The effects of Cloud Computing on our hosted applications
Wednesday, June 3, 2009 at 05:14PM Over the past months, we've been working with Amazon AWS as an additional hosting vehicle of Xerceo Infuse and TrainingAtom.com (TrainingAtom is 100% on the cloud). A great deal has been written on cloud computing ( Here is an excellent short video on "What is Cloud Computing?" from Salesforce .com) but I wanted to go over some of the advantages we have seen over the past months and some of the practical experiences so far, both for ourselves and customers:
1) First and foremost: Speed!
This has been great for clients. By operating in various "availability zones" across North America and having access to multiple internet/ telco backbones has meant drastically reduced page load speeds and this seems to be consistent throughout North America.
2) Scalability/ Economies of scale
It's everything you've heard. If we want to suddenly "turn on" 20 servers in a specific region with Xerceo Infuse running. We can do it in moments, even automatically provisioning them based on demand. With the pricing structure of many cloud infrastructure companies like Amazon, pricing by usage. This means we can offer our products in the same way (See Xerceo pricing).
3) Updates, Multi-tenant hosting or single-tenant hosting is a snap:
Salesforce.com makes a persuasive argument for multi-tenant hosting and we found huge advantages over a single dedicated hosted deployment for clients. However the cloud lets us instantly "turn-on" a new single-tenant instance or server running a private community of Xerceo Infuse for those customers requiring a greater level of customization. We can schedule updates as well so all the individual instances are easily updated. Over these months deploying multiple test, stage and production environments is night and day using the cloud/ Amazon vs. a standard data center approach.
4) Great SLA
Amazon AWS has a service level agreement of 99.95% for both their servers and storage (S3). Though this is only three "9"s, considering they have two separate clouds in North America and Europe as well as various availability zones with each cloud it would take a lot to bring the entire system down. The other cloud infrastructure players like IBM, Google, Microsoft and Yahoo offer similar protection.

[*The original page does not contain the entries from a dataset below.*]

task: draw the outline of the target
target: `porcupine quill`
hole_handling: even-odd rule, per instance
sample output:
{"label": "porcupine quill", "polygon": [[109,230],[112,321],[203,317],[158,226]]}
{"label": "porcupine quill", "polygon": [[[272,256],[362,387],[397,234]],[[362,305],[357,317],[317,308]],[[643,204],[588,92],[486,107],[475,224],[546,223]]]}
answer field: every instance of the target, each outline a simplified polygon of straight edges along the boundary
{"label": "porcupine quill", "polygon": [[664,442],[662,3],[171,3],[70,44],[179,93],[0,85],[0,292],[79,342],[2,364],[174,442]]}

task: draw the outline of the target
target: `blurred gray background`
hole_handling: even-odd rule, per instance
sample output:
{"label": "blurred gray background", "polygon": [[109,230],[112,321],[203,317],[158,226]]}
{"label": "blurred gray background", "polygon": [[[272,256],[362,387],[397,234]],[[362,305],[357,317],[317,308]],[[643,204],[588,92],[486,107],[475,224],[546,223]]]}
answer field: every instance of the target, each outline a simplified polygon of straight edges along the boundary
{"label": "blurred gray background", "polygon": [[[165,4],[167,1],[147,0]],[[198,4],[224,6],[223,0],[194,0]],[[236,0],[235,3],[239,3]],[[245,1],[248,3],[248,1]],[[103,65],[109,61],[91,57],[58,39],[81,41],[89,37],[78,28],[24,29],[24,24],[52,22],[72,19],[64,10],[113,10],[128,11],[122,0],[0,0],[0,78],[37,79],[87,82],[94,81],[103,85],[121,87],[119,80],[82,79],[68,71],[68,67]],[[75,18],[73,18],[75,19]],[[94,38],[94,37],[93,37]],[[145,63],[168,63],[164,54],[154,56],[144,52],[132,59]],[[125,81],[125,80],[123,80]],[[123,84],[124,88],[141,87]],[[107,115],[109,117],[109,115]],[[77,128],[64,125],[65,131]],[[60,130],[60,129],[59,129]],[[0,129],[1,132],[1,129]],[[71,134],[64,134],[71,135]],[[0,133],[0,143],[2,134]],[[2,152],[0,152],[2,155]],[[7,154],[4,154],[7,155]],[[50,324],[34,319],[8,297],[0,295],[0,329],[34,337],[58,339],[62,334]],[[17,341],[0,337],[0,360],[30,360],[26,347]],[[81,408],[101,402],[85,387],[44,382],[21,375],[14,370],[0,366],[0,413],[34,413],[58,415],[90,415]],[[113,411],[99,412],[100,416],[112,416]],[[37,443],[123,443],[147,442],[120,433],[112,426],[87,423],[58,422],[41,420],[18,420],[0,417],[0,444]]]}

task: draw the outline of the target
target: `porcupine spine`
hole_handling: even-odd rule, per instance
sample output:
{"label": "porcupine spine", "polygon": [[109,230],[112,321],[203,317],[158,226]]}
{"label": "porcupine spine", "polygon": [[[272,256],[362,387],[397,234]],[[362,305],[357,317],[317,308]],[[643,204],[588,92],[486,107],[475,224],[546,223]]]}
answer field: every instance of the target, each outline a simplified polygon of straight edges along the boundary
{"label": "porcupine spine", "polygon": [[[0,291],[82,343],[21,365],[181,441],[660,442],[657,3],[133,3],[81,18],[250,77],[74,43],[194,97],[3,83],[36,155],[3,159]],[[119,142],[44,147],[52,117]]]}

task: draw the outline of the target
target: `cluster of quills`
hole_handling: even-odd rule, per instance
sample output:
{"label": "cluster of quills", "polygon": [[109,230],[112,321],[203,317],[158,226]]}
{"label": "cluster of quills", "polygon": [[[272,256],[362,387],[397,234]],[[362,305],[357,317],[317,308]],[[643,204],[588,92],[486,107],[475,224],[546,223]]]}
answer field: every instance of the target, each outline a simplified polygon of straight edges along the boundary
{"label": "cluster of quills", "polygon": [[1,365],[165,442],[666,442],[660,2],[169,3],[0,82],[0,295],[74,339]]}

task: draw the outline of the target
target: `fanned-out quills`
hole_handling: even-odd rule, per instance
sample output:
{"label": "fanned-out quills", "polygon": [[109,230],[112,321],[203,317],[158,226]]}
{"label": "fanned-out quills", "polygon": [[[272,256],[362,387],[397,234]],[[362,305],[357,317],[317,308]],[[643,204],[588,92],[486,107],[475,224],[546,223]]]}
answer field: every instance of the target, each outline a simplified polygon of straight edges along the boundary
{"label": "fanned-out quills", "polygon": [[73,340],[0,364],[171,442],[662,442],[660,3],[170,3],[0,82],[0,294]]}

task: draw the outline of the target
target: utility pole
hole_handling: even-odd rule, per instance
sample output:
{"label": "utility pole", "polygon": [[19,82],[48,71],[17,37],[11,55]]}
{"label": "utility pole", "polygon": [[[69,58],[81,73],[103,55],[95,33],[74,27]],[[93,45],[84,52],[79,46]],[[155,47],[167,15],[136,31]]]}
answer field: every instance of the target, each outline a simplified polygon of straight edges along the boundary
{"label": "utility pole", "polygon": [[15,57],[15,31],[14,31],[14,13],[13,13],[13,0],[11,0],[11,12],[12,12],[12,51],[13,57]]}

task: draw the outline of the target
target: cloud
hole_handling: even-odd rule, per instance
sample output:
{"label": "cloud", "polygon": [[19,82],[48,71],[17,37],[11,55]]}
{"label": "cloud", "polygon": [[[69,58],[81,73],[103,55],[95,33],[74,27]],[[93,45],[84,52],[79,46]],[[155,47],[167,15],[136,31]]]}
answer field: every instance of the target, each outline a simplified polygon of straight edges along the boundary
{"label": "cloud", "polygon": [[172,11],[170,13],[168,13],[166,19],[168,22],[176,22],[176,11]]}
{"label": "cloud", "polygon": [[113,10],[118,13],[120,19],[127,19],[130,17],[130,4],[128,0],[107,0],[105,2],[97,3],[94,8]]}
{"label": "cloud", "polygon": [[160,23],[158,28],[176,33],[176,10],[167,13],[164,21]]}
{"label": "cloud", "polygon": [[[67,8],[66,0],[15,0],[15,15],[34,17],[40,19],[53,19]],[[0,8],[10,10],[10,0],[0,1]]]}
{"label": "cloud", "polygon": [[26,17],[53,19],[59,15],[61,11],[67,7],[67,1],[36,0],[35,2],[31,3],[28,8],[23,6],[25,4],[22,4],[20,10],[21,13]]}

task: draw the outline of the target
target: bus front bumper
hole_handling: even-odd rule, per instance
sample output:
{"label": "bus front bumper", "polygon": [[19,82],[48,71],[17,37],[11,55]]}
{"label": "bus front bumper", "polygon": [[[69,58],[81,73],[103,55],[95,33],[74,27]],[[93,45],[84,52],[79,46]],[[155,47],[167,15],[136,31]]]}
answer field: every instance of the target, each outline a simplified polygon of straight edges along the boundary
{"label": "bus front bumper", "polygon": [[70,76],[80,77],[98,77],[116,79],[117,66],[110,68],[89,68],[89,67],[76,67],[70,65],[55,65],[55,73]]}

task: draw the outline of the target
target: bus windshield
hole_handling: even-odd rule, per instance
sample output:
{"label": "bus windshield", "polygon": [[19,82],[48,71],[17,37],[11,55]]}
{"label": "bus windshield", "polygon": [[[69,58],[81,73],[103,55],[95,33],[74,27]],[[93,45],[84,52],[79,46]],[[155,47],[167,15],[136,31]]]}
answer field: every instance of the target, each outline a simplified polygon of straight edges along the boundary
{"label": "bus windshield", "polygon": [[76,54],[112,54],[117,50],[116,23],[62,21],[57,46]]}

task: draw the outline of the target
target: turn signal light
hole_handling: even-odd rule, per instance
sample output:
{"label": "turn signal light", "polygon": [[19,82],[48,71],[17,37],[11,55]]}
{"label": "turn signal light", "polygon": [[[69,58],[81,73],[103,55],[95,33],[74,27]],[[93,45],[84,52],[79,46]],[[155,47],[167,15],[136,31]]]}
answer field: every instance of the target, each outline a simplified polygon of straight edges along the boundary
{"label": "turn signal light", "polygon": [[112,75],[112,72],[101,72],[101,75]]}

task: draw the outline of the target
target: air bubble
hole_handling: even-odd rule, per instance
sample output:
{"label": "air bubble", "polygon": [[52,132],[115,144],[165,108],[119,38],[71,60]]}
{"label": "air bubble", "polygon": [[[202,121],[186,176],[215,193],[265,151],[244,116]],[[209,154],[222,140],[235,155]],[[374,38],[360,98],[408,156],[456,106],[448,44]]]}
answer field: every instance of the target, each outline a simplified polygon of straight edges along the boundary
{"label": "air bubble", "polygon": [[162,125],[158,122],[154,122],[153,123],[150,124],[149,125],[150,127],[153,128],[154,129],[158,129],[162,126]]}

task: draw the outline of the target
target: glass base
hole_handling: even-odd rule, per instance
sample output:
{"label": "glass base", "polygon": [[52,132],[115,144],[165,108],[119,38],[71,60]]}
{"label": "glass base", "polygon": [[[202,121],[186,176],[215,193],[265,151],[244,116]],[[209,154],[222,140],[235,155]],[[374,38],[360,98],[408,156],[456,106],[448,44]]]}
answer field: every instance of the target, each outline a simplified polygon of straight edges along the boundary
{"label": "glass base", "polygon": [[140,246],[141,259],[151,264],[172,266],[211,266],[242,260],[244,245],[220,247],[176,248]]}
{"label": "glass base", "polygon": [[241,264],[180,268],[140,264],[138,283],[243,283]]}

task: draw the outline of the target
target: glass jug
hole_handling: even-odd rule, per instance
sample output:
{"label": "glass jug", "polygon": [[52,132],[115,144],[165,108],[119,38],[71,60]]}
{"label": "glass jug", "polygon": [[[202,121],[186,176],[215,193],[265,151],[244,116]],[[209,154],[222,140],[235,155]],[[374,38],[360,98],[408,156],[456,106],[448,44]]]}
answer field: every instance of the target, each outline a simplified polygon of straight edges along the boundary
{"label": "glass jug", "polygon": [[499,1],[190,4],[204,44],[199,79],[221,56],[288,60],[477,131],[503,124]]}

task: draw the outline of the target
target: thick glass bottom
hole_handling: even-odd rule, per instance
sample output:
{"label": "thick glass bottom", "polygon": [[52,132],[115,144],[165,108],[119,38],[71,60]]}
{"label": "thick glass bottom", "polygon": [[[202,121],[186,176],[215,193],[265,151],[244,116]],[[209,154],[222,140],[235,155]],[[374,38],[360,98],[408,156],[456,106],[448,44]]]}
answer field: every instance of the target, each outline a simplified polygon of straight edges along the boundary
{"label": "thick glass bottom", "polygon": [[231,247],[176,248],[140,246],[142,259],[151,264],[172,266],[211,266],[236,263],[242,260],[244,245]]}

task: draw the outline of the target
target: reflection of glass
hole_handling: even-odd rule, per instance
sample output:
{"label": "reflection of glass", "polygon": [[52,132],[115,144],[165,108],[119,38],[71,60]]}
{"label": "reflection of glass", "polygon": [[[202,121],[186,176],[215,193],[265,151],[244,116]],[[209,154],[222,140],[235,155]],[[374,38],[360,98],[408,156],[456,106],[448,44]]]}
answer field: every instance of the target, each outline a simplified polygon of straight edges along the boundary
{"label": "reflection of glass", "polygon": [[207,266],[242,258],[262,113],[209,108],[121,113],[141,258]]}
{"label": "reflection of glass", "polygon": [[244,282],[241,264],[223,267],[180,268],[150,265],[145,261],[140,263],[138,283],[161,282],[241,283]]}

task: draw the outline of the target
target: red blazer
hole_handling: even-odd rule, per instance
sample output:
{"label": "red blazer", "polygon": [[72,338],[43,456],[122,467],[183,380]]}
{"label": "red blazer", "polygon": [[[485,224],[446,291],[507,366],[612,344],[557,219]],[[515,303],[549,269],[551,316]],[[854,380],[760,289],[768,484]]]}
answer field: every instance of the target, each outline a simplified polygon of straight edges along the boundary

5) Security/ SAS 70 Type II / Infrastructure
Most of the infrastructure computing clouds we looked at had great security built in. Amazon AWS in our experience is no exception by hosting numerous HIPAA compliant applications using their systems. However in the case of Amazon they have still not achieved SAS 70 Type II certification although they are moving to get this. Going with a name like Amazon is helpful, since they plainly state they use the same infrastructure offered to their cloud clients, gaining the SAS 70 Type II certification would be an advantage. This would give further inspiration to those on the sidelines and take the plunge while also encouraging larger customers with many thousands of users. We actually have found little push back as a result of this from prospective customers. This is probably due to Amazon's history and excellent reputation and adoption of the latest open source and proprietary infrastructure applications by Microsoft, IBM and Oracle.